In the 2006 Kerala Legislative Assembly election, he contested against Joseph M. Puthussery in Kallooppara constituency and in 2011 contested against K. Muraleedharan in Vattiyoorkavu constituency.

He anchored and produced social critical weekly programme Cherian Philip Pratikarikkunnu on Kairali TV for 10 years from 2001 to 2006 and 2011–16 which ran about 500 episodes.

He was the Chairman of Kerala Tourism Development Corporation (KTDC). International Marina (Kochi), Kerala House (Chennai), GV Raja Convention Centre (Kovalam), Beach Camp (Bekal), Golden Peak Resorts (Ponmudi) and 14 Tamarind Hotel during his tenure.

He worked as the consultant for Kairali TV and People TV (now Kairali News). He is the author of seven books: Kaal Noottandu (Political History of Kerala), Swathanthryathinu Shesham (Political History of India), Vidyabhyasa Viplavam (an educational study), Azhimathiyude Kara (a social criticism), Gulfile Keralam (a Lifestyle study), Nethrunira (Life sketches of 200 Kerala politicians), Rashtriya Vijnjanam (political theory), Idanazhikalil (Autobiography).

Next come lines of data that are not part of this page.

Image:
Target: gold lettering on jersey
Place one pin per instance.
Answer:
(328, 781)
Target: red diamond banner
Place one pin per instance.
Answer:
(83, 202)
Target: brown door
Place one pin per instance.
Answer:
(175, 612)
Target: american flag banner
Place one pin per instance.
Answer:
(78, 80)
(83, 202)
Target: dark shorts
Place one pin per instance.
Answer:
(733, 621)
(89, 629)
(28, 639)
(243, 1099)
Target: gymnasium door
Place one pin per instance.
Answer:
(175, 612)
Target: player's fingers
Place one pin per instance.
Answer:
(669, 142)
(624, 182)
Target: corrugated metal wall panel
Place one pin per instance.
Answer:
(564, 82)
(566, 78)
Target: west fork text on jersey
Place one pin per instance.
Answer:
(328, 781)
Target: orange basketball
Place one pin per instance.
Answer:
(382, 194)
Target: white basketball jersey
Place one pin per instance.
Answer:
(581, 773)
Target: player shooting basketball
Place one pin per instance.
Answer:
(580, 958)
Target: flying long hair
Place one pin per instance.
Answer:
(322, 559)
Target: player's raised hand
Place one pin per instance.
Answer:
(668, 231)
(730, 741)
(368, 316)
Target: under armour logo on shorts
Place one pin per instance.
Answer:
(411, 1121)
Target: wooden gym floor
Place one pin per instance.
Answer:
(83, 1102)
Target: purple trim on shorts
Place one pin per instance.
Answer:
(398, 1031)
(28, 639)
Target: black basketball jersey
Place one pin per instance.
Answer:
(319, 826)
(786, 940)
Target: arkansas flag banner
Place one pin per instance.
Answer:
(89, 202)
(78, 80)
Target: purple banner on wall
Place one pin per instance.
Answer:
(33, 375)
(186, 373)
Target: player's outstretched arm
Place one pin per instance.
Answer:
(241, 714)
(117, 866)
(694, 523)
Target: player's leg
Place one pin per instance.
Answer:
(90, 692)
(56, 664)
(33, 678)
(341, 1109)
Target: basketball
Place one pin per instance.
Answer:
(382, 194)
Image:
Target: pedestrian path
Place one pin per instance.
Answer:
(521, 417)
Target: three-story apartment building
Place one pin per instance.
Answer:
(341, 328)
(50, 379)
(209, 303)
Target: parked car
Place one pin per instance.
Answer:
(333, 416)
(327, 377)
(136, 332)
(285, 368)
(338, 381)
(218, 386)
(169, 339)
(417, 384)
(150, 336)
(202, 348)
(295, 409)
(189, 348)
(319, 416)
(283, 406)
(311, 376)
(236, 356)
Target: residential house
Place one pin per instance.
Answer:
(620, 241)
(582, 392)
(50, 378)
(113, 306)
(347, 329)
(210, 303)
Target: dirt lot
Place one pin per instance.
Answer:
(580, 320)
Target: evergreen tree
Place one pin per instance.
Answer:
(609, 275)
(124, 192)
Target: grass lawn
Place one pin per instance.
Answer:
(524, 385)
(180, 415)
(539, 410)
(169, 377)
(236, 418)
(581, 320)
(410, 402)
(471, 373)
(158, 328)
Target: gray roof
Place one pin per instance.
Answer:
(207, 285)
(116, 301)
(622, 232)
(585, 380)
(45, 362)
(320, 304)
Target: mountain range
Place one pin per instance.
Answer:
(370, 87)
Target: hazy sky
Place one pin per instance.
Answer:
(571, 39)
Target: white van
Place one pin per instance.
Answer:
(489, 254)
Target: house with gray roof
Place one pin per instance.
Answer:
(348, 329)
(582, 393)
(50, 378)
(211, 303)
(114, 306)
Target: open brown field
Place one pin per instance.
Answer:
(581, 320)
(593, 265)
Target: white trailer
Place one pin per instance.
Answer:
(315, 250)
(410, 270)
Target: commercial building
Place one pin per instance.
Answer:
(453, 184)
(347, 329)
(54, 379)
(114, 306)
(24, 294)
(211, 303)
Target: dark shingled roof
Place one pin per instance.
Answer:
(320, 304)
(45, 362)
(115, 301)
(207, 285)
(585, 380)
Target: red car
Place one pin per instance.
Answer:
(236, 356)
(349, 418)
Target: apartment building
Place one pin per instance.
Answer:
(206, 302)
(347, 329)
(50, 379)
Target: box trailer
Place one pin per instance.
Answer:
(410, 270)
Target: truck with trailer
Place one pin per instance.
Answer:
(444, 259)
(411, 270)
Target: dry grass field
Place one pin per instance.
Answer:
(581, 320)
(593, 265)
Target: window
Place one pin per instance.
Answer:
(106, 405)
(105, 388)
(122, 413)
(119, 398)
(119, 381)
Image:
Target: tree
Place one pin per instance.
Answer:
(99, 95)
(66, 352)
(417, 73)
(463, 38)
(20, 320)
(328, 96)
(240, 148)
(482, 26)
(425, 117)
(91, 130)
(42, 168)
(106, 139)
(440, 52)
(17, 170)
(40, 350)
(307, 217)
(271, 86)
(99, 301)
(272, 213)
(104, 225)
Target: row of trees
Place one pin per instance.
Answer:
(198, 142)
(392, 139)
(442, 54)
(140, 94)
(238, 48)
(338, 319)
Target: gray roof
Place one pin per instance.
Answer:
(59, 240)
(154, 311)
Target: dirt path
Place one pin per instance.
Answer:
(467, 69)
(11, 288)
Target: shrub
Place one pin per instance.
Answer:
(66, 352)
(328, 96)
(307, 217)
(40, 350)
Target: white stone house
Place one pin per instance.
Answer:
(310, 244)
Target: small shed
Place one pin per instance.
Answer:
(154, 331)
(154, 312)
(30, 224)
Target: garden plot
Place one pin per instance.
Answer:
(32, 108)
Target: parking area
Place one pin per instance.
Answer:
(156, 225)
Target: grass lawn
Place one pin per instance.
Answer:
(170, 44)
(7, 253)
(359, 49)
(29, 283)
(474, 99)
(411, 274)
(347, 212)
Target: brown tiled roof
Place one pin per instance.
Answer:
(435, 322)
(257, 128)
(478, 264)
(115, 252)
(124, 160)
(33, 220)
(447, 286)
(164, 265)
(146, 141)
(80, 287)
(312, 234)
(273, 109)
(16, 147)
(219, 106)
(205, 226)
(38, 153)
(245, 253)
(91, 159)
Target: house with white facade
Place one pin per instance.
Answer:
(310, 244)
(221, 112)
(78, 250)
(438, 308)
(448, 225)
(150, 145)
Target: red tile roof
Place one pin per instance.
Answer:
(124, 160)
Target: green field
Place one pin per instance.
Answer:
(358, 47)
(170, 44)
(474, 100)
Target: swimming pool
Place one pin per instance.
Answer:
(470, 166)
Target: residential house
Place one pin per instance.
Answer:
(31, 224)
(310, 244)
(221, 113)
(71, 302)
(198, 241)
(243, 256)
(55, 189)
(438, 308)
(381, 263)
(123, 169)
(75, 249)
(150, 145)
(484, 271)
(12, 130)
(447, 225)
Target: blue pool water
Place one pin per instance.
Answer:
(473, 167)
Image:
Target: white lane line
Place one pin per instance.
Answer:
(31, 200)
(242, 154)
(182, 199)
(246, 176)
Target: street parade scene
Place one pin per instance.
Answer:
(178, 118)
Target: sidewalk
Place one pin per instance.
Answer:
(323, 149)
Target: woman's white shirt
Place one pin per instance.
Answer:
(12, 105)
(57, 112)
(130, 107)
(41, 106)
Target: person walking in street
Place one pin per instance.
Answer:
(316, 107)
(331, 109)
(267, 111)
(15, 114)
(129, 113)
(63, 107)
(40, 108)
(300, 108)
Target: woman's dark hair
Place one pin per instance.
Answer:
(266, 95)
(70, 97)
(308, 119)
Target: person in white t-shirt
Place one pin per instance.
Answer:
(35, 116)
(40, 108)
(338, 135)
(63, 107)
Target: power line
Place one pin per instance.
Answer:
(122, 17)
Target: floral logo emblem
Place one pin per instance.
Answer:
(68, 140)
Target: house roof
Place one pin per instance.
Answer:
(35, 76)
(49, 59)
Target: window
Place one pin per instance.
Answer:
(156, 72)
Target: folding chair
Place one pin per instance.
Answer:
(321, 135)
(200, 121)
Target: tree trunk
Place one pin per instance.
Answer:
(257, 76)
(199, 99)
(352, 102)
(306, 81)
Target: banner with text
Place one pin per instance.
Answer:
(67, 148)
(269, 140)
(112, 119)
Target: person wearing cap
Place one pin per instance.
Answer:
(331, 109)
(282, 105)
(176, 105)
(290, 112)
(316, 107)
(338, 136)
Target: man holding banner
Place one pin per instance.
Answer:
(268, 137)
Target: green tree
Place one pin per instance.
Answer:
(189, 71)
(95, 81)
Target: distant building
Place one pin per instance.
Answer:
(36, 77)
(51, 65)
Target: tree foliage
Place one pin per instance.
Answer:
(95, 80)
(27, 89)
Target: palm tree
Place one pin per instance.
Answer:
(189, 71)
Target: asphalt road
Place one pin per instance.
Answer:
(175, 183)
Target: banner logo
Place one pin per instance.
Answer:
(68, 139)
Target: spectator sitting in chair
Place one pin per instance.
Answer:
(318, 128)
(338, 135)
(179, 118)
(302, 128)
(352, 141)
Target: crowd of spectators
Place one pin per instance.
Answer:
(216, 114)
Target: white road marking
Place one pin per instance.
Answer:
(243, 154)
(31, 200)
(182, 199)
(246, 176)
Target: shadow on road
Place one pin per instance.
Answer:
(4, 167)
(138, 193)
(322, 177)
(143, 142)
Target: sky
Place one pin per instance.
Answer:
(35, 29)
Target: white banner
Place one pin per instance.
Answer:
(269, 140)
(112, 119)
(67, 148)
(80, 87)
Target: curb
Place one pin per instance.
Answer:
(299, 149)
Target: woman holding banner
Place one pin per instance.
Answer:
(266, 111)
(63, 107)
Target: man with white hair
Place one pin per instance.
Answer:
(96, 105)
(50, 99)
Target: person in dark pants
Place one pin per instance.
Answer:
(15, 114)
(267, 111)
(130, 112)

Cherian Philip received several awards from the Government of Kerala and social organizations for his books and TV programmes. H was editor of Kalashala fortnightly official organ of KSU (1974–80). Was the political correspondent of Veekshanam daily (1976–82). He was the editor of Socialist Youth Monthly, the official organ of Youth Congress from 1980 to 1987 and also the convenor of YuvaPratibha, a cultural organization. He attended World Youth Festivals in Moscow (1984), Korea (1989). He visited more than 30 countries in the world. He returned to Congress(I) on 28 October 2021.